HYDE PARK — The University of Chicago will reopen campus on Tuesday after being closed Monday due to online threats of violence.

On Monday afternoon, FBI arrested Jabari Dean, a 21-year-old electrical engineering student at the University of Illinois at Chicago, for posting and then quickly deleting a comment online that threatened to kill 16 people on the University of Chicago campus and white police officers.

The university, U. of C. Laboratory School, charter schools and other institutions on campus will resume normal hours on Tuesday morning.

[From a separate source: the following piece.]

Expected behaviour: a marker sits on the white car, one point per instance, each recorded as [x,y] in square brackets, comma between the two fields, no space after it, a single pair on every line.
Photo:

“The university will leave additional security presence in place through the end of the autumn quarter,” said university President Robert Zimmer in a letter to faculty and staff on Monday evening.

Dean was charged Monday with transmitting a threat in interstate commerce, which carries a maximum sentence of five years in prison. He will be back in court on Tuesday and prosecutors are not expected to object to bond.

Dean posted threats from his mother’s phone on the website Worldstarhiphop.com on Saturday and then later deleted it, but not before a tipster sent the comments to federal agents in New York, according to the FBI.

According to Dean’s family, FBI agents questioned Dean on Sunday evening at his home on the 600 block of East 79th Street where he lives with his mother and then returned on Monday at 10:30 a.m. to arrest him.

It is unclear whether the university closed its campus before or after agents questioned Dean about the post.

A spokeswoman for the FBI declined to comment.